Вот маленький пример того, как владел он формой. Мы все придумывали стихотворные рекламы для журнала «Еж». И вот я придумал четверостишие. В шутку. Невозможное для печати даже в те легкомысленные годы. «Или сыну — “Еж”, или в спину — нож». И, прочтя Хармсу, пожаловался на неприятное сочетание «в спиНУ НОж». И он не задумываясь ответил: «А вы переставьте: “Или «Еж» — сыну, или нож — в спину”». И я еще раз проникся к нему уважением.
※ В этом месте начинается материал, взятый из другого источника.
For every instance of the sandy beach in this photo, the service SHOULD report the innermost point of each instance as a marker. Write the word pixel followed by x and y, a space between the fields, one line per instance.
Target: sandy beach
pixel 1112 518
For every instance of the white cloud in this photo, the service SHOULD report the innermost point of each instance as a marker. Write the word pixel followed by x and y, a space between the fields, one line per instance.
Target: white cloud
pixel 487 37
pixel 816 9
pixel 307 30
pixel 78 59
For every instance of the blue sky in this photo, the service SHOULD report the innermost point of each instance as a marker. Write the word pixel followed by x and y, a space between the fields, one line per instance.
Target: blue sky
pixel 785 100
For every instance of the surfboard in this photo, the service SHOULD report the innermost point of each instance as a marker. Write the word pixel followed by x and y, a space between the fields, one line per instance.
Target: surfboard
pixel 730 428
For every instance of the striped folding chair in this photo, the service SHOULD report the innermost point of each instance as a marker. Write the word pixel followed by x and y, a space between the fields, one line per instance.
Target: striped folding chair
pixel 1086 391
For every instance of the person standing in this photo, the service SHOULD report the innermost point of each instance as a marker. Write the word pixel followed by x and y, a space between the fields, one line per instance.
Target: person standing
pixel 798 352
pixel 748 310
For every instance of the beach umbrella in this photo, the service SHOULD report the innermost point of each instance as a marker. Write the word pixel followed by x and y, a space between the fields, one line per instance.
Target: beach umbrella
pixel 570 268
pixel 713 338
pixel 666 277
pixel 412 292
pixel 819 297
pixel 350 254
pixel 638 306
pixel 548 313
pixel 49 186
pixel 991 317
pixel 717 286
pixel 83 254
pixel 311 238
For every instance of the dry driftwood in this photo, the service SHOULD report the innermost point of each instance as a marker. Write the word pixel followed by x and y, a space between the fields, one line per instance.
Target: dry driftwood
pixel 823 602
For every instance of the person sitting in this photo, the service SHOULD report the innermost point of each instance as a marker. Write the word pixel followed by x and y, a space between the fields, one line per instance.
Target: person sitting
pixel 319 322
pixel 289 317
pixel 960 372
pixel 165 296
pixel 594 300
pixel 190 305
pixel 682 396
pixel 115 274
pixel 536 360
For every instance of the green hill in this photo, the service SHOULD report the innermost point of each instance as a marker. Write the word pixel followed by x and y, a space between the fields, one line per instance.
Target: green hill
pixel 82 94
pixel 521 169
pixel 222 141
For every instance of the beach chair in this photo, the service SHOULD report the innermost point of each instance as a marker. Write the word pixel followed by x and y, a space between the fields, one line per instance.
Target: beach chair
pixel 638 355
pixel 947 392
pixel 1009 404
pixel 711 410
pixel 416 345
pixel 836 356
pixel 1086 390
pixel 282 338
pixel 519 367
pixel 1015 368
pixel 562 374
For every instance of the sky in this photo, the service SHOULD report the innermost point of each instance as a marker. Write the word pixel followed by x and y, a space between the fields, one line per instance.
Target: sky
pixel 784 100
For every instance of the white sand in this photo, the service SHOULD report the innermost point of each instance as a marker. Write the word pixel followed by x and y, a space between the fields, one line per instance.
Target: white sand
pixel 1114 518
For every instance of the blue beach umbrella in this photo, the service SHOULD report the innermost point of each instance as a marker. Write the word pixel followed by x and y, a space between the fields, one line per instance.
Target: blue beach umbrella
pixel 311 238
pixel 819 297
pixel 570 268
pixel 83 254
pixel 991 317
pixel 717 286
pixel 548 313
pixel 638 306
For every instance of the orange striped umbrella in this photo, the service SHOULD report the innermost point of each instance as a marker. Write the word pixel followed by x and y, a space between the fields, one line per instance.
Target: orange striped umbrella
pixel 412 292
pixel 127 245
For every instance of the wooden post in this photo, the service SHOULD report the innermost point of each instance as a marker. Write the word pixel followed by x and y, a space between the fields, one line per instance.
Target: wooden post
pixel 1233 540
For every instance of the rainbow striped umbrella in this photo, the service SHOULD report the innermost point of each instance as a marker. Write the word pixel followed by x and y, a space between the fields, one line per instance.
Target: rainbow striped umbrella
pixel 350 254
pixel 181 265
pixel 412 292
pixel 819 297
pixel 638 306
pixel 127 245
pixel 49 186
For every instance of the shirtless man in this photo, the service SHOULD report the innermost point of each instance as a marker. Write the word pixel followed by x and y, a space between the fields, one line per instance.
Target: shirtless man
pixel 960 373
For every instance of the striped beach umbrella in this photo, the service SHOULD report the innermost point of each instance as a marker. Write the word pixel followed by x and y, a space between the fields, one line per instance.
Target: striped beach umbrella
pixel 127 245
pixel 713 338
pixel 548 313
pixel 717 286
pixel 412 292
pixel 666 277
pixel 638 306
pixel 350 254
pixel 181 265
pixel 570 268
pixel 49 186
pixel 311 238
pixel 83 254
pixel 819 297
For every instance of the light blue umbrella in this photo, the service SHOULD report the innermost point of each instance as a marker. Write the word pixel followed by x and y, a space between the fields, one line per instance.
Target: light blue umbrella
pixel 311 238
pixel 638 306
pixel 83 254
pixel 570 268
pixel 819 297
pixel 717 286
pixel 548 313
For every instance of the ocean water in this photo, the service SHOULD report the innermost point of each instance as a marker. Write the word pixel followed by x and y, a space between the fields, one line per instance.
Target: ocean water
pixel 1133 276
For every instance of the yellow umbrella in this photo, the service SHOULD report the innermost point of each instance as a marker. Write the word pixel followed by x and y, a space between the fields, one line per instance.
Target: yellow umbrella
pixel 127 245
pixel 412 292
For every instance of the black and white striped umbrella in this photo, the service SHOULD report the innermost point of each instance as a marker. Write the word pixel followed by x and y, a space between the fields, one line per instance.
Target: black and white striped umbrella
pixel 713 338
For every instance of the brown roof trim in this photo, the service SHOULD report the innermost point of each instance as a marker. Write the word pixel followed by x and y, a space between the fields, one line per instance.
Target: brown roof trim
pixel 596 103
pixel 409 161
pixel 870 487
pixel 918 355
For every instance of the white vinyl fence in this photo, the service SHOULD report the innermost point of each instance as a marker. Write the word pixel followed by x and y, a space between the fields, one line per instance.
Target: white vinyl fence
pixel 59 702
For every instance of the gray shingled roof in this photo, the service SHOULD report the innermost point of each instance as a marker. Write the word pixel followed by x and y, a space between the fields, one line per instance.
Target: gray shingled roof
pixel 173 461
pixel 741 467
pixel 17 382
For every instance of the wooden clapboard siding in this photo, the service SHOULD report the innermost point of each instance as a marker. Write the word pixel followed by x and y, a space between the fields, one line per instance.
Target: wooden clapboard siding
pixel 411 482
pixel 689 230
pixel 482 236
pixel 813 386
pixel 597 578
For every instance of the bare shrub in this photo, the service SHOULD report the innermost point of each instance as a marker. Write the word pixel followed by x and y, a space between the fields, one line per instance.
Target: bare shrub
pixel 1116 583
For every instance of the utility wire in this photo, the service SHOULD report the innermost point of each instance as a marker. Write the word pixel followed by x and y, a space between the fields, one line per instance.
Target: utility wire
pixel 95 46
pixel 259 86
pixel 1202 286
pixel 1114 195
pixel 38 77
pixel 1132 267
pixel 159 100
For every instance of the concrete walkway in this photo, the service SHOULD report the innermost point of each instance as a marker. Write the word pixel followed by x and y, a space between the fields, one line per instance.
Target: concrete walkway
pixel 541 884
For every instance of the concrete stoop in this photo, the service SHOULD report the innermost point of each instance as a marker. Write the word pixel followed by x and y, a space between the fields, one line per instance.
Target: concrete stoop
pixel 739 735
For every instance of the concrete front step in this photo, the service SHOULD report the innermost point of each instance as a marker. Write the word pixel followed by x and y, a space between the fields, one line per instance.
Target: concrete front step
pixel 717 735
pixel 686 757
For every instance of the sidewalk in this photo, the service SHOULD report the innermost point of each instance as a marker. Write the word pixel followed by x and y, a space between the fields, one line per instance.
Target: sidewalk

Итак, мы сидели вчетвером в «культурной пивной». Я и трое людей, которых вспоминаю так часто. И они ругали женщин. Двое — яростно, а Хармс несколько безразлично. Олейников прежде всего утверждал, что они куры. Повторив это утверждение несколько раз страстно, убежденно, он добавил еще свирепее, что если ты пожил раз с женщиной — всё. После этого она уже тебе не откажет. Это все равно что лошадь. Поймал ее за челку, значит — готово. Поезжай. Заболоцкий, строго и важно поблескивая очками, рассказал следующий случай. Одну молодую женщину любил композитор Гречанинов. А она предпочла ему простого парня, чуть ли не деревенского. Когда выяснилось, что композитору было много лет, а деревенскому парню — мало (я почему‑то подозревал, что это был сам Николай Алексеевич), то я спросил Заболоцкого, мог бы он любить старую женщину за музыкальность и не предпочел бы он ей простую девушку за молодость. Но Николай Алексеевич не ответил, а только посмотрел на меня через очки. Женщин ругали не только в «культурной пивной», но и по всякому поводу при любом случае. Однажды, когда сидели мы у Олейникова, Заболоцкий неожиданно, без всякого повода заявил со страстью, строго и убежденно, что женщины не могут любить цветы. «Почему?» — «Не могут! Женщины не могут любить цветы!» Соответственно со своими взглядами дома был Николай Алексеевич строг. И Фома, названный Никитой, тоже разговаривал с матерью по — мужски. Жили они уже не в одной комнате, а в квартире в надстройке. И заболел он ветрянкой.